By Kev Hedges     Apr 3, 2011 in Travel
Investigators searching for the Air France jet that went missing somewhere over the Atlantic, after it had left Rio de Janeiro in June 2009, have found parts of the wreckage.
The new findings are concentrated in one location and hopes of locating the elusive black box are now encouraging. Flight AF447 from the Brazilian city of Rio de Janeiro bound for Paris lost radio contact suddenly at 0133GMT on June 1, 2009. It had left Rio just two-and-a-half hours earlier. The cause of the crash is still to this day unknown. French investigators resumed another search (the fourth) last month. Their aim was to locate the plane's voice and data recorders.
Investigators in Paris announced they had found the wreckage on Sunday but have not yet revealed details of where exactly it had been located. Airbus, the jet's makers, have said all along that unless the black box is found no one will ever know for sure how the crash happened.

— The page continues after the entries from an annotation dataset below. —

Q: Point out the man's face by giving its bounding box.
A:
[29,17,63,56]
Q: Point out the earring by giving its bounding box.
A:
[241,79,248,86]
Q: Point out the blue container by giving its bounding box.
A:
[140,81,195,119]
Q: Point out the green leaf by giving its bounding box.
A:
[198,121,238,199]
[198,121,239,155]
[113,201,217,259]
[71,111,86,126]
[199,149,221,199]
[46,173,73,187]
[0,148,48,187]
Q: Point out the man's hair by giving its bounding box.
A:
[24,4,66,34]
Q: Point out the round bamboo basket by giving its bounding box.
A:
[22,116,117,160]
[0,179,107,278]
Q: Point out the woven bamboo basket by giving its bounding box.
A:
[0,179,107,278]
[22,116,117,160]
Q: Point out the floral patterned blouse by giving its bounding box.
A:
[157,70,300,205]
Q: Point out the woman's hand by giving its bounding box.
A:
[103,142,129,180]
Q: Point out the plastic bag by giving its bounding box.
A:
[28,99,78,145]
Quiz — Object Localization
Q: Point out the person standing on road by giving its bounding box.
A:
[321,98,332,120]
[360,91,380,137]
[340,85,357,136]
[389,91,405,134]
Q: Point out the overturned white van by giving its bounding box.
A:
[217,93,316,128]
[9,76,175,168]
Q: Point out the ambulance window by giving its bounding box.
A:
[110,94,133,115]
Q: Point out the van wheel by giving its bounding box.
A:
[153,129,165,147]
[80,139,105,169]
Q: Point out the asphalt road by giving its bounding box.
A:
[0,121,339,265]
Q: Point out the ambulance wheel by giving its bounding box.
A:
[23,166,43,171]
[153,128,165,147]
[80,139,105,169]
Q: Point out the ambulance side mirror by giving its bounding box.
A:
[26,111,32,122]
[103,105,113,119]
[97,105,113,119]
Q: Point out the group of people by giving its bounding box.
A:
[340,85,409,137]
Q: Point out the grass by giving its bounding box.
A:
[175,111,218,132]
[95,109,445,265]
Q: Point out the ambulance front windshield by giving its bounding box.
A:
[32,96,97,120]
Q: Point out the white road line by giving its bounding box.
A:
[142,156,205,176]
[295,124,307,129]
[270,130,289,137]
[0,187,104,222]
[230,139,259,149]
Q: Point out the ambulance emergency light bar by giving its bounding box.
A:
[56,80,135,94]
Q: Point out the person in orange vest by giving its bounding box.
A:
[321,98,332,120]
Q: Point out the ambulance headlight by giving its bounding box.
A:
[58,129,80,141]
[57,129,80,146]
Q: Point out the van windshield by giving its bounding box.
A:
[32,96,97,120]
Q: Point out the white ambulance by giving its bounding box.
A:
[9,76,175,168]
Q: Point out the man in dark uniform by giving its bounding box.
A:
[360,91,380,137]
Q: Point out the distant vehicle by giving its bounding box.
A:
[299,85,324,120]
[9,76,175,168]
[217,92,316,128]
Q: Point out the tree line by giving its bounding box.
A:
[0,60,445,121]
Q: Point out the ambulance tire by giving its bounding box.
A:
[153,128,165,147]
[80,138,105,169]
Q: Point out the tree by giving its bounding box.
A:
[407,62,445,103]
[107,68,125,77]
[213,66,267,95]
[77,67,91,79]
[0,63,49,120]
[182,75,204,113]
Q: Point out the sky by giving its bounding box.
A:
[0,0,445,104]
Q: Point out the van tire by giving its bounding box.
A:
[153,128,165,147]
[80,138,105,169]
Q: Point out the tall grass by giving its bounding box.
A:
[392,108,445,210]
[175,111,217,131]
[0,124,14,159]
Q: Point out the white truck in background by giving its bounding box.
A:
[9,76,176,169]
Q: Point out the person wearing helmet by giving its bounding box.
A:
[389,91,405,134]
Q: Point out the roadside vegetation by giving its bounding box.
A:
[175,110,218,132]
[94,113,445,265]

The search for flight AF447 had begun just days after the disappearance documented in Digital Journal at the time. The search has been hampered by the extreme depths of the Atlantic basin that in places lies over 4,000m (13,120ft) deep. The cost of the search has been borne jointly by Air France and makers Airbus. The parts located are not thought to be the flight recorders. Experts have said they may never be found but Woods Hole Oceanographic Institution who are leading the search have said, "plane parts have been located and further information will be released later", reports BBC Europe
USA Today has reported that among the 30 nationalities of passengers who perished, most of whom were French, Brazilian or German, there has been growing impatience over the lack of progress in finding the wreckage.